Our study found distribution pattern as single ulcer (50%), two to five localized (27.8%), multi-segmental and diffuse (22.2%), which is similar to the data reported in Japan and South Korea studies[6,22,27-30]. Typical ileocecal lesion is a single large ulcer, round or oval in shape, usually with a sharp outline. Larger typical ulcers were often accompanied by GI manifestations, including abdominal pain, diarrhea, bleeding, and constipation. The presence of GI symptoms is commonly considered an indication for endoscopic examination. In our series we found 4 cases with relatively smaller ileocecal ulcer(s) presenting with no GI symptom. Two patients with ulcer scar had no GI complaints. Intestinal BD usually was believed to be associated with GI symptom and worse prognosis[6,31]. However, we found that asymptomatic patients might experience a self-limited course and have a better outcome.

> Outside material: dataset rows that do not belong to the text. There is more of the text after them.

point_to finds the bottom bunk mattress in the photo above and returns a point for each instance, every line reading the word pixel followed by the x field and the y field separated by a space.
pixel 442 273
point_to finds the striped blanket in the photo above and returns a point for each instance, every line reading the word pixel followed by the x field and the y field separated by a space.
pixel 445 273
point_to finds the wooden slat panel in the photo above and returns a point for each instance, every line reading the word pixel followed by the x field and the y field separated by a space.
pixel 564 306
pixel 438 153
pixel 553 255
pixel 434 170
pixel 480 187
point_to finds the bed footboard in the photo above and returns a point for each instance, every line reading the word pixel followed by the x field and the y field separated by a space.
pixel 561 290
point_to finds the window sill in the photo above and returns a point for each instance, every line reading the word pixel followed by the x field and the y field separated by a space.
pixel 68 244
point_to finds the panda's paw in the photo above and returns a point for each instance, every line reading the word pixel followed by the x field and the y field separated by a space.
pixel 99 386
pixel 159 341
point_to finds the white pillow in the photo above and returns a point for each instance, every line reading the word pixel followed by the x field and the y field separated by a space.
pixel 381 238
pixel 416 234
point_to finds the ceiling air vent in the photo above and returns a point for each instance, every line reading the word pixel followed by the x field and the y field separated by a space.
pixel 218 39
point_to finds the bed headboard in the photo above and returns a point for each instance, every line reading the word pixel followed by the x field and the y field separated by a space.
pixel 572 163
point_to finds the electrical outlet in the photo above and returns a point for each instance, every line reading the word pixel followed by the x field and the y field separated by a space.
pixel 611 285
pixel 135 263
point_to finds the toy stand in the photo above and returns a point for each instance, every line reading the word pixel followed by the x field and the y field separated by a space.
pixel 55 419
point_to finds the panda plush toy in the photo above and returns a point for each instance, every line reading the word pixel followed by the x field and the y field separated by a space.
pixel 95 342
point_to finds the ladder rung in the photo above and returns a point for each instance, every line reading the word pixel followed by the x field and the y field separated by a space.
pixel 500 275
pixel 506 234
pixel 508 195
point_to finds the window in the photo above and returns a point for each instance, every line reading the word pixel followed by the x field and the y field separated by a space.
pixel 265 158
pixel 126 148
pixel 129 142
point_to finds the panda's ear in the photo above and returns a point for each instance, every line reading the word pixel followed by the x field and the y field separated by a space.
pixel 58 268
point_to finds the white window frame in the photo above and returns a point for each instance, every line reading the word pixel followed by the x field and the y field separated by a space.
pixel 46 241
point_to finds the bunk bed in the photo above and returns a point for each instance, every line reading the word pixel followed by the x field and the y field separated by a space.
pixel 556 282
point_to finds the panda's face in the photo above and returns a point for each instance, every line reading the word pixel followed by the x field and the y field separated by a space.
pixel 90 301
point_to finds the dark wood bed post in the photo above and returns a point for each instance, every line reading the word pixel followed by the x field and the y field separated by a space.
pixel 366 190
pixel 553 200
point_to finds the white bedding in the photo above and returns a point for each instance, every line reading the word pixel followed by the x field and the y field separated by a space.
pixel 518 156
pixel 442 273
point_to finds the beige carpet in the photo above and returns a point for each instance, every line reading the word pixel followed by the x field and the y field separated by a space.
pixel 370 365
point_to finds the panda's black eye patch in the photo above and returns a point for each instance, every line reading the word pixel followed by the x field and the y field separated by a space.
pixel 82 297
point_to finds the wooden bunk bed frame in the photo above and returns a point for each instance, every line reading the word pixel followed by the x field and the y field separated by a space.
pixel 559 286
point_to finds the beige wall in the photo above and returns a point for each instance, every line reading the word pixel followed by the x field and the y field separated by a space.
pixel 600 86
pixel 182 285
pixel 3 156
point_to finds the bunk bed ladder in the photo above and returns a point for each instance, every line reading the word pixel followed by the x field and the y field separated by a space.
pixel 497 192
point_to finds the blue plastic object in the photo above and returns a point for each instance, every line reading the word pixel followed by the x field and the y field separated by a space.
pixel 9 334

Esophageal ulceration in BD is believed to be rare according to previous studies[15,17,32,33], with frequencies ranging from 2% to 11% in different BD populations. Bektas et al reported that esophageal motor abnormalities were found in one-third patients, although endoscopic abnormalities were observed in 16% patients. We found esophageal ulcer(s) in 4 BD patients, and esophageal erosion in 20 patients. In the control group, the rate of esophageal erosion was similar to that in the BD group, whereas, no esophageal ulcer had been found. There was no case of esophageal fistula; luminal strictures; pseudomembrane esophagitis; or “downhill” or classical esophageal varices associated with either superior vena cava obstruction or portal hypertension due to portal vein thrombosis in our study[35,36].
We have found no difference in the prevalence of esophagitis, gastric erosion, gastric ulcers, and duodenal ulcers between patients with BD and controls. Thus the above GI abnormalities might not be specific for BD. None of our patients with lesions had histories of NSAID usage. H. pylori infection rate in the BD group was similar to that of controls, while the rate of H. pylori infection is far lower than GI abnormality rate in either group, which suggests that except for H. pylori infection and BD, other factors account for the high rate of GI abnormality. Dieulafoy’s ulcer and gastric non-Hodgkin’s lymphoma associated with BD have not been revealed in this study.
Besides, one case with trisomy 8 was associated with MDS. This patient (patient 10) showed a significantly higher ESR level compared with patients without MDS (P < 0.05). Intestinal ulceration is a frequent characteristic in BD associated with bone marrow failure classified as conditions such as MDS or aplastic anemia[39-41]. Cytogenetic aberration, especially trisomy 8, may play an important role in the pathogenesis of intestinal BD.
Laboratory values including ESR, CRP, erythrocyte count, hemoglobin level, leukocyte count, platelet count and albumin were evaluated at baseline. The prevalence of anemia, hypoalbuminemia and increased parameters of inflammation (CRP, ESR) has been noticed in the ileocecal ulcer group. For a long time, anemia and hypoalbuminemia have been recognized as the key symptoms of inflammatory bowel disease[42,43]. In Crohn’s disease, serum levels of CRP correlate well with disease activity. Our results confirmed that laboratory findings in intestinal BD were similar to those in inflammatory bowel disease.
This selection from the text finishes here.